Haise was a Marine, Air Force and NASA pilot before his selection into the astronaut corps in 1966. He served as backup lunar module pilot for the Apollo 8 and Apollo 11 missions and backup spacecraft commander for the Apollo 16 mission. He was scheduled to serve as commander of Apollo 19, but the lunar program was canceled following the Apollo 17 flight. Haise later served as commander of the space shuttle Enterprise on a series of approach and landing test flights. He was scheduled to serve as commander of the STS-2 space shuttle as well, but that mission was canceled. Haise logged 142 hours and 54 minutes in space during his career.
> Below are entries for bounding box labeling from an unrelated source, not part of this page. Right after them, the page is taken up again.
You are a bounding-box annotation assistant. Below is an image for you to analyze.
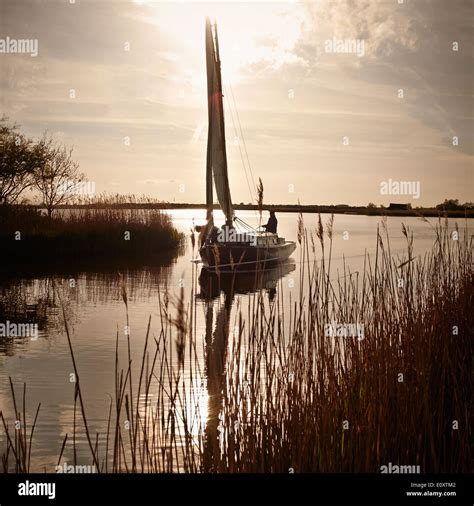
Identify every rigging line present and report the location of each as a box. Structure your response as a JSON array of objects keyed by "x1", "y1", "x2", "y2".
[
  {"x1": 228, "y1": 84, "x2": 257, "y2": 199},
  {"x1": 225, "y1": 86, "x2": 253, "y2": 206}
]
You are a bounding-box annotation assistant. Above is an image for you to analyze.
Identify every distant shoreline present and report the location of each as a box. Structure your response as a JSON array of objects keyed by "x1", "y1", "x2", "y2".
[{"x1": 33, "y1": 202, "x2": 474, "y2": 218}]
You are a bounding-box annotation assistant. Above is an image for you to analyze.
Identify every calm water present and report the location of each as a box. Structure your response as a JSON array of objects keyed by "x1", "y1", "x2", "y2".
[{"x1": 0, "y1": 210, "x2": 474, "y2": 472}]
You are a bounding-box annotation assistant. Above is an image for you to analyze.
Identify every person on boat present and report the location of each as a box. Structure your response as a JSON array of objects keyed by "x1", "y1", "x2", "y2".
[{"x1": 263, "y1": 211, "x2": 278, "y2": 234}]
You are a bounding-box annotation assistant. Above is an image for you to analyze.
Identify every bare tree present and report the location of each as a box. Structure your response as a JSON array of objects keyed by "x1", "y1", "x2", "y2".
[
  {"x1": 0, "y1": 116, "x2": 46, "y2": 204},
  {"x1": 33, "y1": 136, "x2": 84, "y2": 217}
]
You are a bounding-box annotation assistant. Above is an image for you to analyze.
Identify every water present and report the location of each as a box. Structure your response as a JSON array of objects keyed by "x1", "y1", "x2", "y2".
[{"x1": 0, "y1": 210, "x2": 474, "y2": 472}]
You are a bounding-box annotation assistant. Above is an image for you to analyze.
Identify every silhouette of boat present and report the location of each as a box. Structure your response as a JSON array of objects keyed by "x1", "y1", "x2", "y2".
[{"x1": 199, "y1": 18, "x2": 296, "y2": 270}]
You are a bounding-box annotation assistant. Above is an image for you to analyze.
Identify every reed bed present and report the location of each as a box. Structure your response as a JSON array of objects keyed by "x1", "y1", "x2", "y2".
[
  {"x1": 0, "y1": 218, "x2": 474, "y2": 473},
  {"x1": 0, "y1": 199, "x2": 184, "y2": 262}
]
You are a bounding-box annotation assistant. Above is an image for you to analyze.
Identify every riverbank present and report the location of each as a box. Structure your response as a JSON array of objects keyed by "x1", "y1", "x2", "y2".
[
  {"x1": 36, "y1": 202, "x2": 474, "y2": 218},
  {"x1": 0, "y1": 206, "x2": 184, "y2": 268}
]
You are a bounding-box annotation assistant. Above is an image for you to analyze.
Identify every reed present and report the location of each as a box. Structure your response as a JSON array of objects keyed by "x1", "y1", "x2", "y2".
[
  {"x1": 1, "y1": 219, "x2": 474, "y2": 473},
  {"x1": 0, "y1": 199, "x2": 184, "y2": 262}
]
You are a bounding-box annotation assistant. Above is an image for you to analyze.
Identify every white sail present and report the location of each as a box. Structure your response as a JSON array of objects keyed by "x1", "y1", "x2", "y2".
[{"x1": 206, "y1": 18, "x2": 233, "y2": 224}]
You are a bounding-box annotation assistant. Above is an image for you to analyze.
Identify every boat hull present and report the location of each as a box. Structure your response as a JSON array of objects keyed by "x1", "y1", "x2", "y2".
[{"x1": 199, "y1": 241, "x2": 296, "y2": 270}]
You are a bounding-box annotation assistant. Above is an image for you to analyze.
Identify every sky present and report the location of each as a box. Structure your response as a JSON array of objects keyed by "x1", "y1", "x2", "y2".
[{"x1": 0, "y1": 0, "x2": 474, "y2": 206}]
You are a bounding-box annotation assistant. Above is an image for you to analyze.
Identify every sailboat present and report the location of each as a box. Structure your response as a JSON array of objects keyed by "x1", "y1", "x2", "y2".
[{"x1": 199, "y1": 18, "x2": 296, "y2": 270}]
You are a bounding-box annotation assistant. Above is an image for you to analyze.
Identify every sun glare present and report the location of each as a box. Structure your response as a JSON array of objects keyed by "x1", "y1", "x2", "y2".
[{"x1": 141, "y1": 1, "x2": 302, "y2": 87}]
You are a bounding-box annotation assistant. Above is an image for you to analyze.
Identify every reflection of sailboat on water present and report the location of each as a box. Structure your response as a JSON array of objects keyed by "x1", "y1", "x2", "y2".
[
  {"x1": 199, "y1": 18, "x2": 296, "y2": 270},
  {"x1": 198, "y1": 261, "x2": 296, "y2": 300},
  {"x1": 197, "y1": 256, "x2": 295, "y2": 472}
]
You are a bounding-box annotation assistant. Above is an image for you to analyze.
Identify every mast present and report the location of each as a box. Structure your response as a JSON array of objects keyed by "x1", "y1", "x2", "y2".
[
  {"x1": 206, "y1": 18, "x2": 214, "y2": 221},
  {"x1": 206, "y1": 18, "x2": 234, "y2": 226}
]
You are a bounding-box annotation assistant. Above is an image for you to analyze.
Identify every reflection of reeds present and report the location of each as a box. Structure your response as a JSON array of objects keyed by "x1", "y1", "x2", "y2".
[{"x1": 4, "y1": 221, "x2": 474, "y2": 472}]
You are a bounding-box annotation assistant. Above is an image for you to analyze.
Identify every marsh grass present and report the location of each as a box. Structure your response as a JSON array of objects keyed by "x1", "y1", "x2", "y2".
[
  {"x1": 0, "y1": 199, "x2": 184, "y2": 262},
  {"x1": 0, "y1": 218, "x2": 474, "y2": 473}
]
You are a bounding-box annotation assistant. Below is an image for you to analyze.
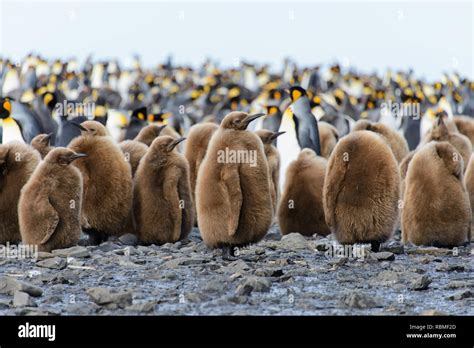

Many recall Haise as a crew member of the dramatic Apollo 13 mission in April 1970. Scheduled as the third lunar mission, the Apollo 13 spacecraft was crippled by a cryogenic oxygen explosion just 55 hours after launch. Haise and fellow crewmembers worked with ground controllers to turn the lunar module into a virtual lifeboat in space. Conserving power and supplies, they were able to navigate a free return trajectory around the moon and back to Earth, completing a mission that was termed a "successful failure." The drama captured world attention and has been recounted in books and a major motion picture.

A graduate of Biloxi High School and the University of Oklahoma, Haise left NASA in 1979 to begin a 17-year career with the Northrop Grumman Corp. He retired in 1996 as president of Northrop Grumman Technical Services. Haise has received numerous awards during his career, including the Presidential Medal of Freedom, the American Astronautical Society Flight Achievement Award, the Gen. Thomas D. White Trophy Award and the Mississippi Distinguished Civilian Service Medal.